Tajikistan’s Risky Bet: Rogun Dam Project Falters
The future of Tajikistan’s massive Rogun Hydropower Plant (HPP) is once again in jeopardy as key development partners, including the World Bank, have delayed further financing. The suspension is a direct response to longstanding complaints from the environmental community and concerns from populations living downstream along the Amu Darya river, who have warned of severe ecological risks associated with the construction of such a colossal dam.
This ambitious and perilous new phase of the Rogun HPP project presents immense challenges for Tajikistan. Intended to secure the nation’s energy independence and generate significant export revenue, the project is simultaneously threatening its financial stability. While rating agencies like S&P Global Ratings have affirmed Tajikistan’s ‘B/B’ sovereign credit ratings with a ‘stable’ outlook, they also highlight the project’s exorbitant cost and question whether it will ever be profitable. The reality is that the republic is already facing a budget deficit this year, driven by the gigantic construction costs of the plant.
The Rogun HPP project, a revival of an unfinished Soviet endeavor, was restarted in 2016 and has already consumed over $3 billion. Its history dates back to 1976, but construction was frozen after the collapse of the USSR and the subsequent civil war in Tajikistan. An attempt to resurrect the project in 2004 with a Russian company failed due to disagreements over the dam’s specifications and shareholdings, leading to the contract’s termination in 2007. Since then, Tajikistan has struggled to attract investors for the controversial undertaking.
A turning point came in 2016 when, following a positive assessment from the World Bank, Dushanbe awarded a $3.9 billion construction contract to the Italian company Salini Impregilo S.p.A. The Vakhsh River was dammed, and the first and second hydroelectric units were launched in 2018 and 2019, respectively. However, significant progress has since stalled. To complete the project, six more turbines must be installed and the dam’s height must be raised from the current 135 meters to the designed 335 meters, requiring an additional $6.4 billion. This staggering sum, equivalent to about 40% of Tajikistan’s projected 2025 GDP, casts serious doubt on the project’s economic viability and forces the government to cut spending in other critical sectors.
To unlock further financing, the World Bank has stipulated that Tajikistan must meet several conditions. These include developing a macroeconomically sound financing plan that prevents an excessive increase in public debt, establishing a sustainable commercial model for the project, and securing long-term power purchase agreements with both domestic and regional buyers. Furthermore, Dushanbe is required to create a reliable financial and commercial framework for the plant’s operation and significantly enhance the dam’s safety standards.
Alexander Kolotov, director of the public fund ‘Rivers without Borders,’ emphasized the high stakes, noting that S&P’s own rating report explicitly identifies the Rogun HPP as a major risk factor for Tajikistan’s economy.
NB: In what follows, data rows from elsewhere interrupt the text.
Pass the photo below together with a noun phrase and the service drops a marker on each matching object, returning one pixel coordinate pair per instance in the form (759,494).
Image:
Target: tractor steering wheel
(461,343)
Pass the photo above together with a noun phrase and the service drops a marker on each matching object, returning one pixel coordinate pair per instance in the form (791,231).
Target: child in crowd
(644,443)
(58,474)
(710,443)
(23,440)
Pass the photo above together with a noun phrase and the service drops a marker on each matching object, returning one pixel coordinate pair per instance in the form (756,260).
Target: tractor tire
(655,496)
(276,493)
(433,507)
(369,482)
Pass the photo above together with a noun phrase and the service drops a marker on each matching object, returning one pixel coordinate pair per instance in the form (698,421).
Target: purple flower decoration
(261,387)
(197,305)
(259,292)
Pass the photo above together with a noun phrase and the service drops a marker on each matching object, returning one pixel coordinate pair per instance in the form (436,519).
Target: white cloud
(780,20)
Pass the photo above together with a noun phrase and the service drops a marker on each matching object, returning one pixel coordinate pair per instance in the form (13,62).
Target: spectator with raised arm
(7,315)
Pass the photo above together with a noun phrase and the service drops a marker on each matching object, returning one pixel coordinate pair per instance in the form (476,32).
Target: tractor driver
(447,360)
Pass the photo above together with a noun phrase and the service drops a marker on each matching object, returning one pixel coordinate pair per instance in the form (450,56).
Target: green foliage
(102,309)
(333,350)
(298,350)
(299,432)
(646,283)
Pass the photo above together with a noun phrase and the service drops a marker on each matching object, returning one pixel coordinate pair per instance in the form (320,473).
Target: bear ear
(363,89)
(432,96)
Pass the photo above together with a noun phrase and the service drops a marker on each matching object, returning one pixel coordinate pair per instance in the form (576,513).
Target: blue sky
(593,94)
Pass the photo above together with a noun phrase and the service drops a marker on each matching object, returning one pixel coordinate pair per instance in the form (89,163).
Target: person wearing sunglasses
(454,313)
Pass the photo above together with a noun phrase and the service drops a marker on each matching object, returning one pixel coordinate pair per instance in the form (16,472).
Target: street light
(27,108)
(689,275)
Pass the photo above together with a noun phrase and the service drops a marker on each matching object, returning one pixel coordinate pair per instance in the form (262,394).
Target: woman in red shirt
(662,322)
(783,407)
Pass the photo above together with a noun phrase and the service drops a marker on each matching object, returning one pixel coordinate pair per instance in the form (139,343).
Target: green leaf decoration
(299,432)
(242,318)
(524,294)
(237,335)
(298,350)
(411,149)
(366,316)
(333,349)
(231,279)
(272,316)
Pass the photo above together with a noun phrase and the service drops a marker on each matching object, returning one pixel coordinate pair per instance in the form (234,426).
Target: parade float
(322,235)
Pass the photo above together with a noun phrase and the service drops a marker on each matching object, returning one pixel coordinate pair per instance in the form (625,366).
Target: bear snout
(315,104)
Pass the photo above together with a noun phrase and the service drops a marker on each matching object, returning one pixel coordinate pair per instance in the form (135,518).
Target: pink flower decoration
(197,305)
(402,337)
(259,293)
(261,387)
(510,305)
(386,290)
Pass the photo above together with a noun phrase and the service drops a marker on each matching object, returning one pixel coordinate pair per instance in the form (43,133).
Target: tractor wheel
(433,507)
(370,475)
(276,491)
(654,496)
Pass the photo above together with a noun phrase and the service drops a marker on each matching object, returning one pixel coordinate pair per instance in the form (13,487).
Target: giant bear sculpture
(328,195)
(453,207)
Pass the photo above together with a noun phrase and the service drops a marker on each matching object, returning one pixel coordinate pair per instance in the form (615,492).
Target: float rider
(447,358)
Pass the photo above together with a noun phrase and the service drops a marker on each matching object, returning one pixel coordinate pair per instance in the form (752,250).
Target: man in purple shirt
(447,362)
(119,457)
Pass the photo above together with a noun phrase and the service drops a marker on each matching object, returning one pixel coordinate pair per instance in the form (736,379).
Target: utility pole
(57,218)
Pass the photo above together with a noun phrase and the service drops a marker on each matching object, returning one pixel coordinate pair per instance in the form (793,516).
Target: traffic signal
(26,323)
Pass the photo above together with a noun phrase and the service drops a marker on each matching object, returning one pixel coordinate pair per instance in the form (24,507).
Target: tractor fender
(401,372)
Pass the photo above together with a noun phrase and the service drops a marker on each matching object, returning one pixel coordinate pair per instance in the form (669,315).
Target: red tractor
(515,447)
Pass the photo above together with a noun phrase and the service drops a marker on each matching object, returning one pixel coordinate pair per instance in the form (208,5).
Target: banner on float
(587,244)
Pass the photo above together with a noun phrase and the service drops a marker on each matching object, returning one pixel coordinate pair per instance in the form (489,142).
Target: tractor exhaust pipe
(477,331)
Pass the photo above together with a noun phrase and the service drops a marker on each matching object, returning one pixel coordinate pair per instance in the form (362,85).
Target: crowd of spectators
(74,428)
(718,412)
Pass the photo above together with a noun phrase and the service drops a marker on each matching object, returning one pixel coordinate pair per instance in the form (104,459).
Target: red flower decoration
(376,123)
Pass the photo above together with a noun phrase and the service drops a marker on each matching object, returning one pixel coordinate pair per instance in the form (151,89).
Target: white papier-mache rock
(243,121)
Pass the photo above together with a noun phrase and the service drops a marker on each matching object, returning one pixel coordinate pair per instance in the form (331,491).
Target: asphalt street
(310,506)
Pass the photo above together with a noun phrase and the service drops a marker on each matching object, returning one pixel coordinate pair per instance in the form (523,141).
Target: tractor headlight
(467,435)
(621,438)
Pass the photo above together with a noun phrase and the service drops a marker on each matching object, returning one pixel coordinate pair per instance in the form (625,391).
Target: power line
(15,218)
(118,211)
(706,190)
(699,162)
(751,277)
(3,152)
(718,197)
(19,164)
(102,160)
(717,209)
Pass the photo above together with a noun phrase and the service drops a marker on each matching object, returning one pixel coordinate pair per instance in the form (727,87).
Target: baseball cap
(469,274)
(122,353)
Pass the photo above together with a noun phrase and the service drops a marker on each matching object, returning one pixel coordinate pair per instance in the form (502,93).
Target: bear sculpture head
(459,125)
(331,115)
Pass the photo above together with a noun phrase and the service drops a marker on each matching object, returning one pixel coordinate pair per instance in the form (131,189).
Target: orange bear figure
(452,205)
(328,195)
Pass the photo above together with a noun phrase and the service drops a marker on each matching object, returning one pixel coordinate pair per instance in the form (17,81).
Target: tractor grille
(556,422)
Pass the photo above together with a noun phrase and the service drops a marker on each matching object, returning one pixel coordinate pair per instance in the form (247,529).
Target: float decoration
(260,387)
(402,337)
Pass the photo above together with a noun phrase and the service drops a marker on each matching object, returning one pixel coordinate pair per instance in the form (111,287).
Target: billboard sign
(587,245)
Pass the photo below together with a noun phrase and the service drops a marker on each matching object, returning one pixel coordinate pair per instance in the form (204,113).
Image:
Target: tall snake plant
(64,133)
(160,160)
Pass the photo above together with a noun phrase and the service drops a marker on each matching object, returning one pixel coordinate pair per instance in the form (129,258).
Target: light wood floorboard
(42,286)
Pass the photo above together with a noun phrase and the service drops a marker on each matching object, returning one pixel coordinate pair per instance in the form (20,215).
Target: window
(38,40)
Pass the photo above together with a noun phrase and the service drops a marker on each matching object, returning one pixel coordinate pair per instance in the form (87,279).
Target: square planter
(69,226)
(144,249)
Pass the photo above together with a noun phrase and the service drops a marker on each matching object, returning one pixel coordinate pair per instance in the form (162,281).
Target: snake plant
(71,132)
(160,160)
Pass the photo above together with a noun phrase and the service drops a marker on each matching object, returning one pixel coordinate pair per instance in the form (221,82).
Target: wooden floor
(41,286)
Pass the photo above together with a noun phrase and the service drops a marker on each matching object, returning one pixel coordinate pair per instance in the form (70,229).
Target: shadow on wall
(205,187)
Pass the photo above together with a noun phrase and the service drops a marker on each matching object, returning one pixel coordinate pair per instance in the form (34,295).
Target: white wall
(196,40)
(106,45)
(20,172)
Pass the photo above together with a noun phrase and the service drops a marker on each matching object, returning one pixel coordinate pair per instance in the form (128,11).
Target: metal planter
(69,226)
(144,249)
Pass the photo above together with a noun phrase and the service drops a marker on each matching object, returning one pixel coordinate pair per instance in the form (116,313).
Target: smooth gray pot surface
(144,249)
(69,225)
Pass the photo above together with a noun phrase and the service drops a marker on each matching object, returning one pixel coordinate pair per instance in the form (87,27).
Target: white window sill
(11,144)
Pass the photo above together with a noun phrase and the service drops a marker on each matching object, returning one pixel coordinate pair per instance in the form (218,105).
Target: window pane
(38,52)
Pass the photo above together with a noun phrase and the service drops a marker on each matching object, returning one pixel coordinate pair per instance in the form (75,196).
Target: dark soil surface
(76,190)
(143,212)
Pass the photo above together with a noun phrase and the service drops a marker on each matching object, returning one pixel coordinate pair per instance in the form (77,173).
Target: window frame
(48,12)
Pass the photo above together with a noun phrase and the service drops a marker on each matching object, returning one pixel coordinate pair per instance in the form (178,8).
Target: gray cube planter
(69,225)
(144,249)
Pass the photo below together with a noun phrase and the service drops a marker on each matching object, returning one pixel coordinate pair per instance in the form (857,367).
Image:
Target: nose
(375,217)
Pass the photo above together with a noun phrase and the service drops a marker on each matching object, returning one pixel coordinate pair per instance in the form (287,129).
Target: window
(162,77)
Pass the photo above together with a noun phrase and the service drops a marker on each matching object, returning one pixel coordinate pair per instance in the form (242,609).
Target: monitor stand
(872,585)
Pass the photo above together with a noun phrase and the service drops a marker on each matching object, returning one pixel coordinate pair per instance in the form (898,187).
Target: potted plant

This raises the critical question of why international development banks would consider increasing this risk with new loans. The nation’s financial situation is further exacerbated by its vulnerability to Russia’s tightening migration policies, as any negative impact on remittances from Tajik laborers would strike a blow to both households and the entire state financial system. This is compounded by Tajikistan’s poorly diversified economy, which remains heavily dependent on low-value-added sectors like gold mining, metallurgy, and agriculture.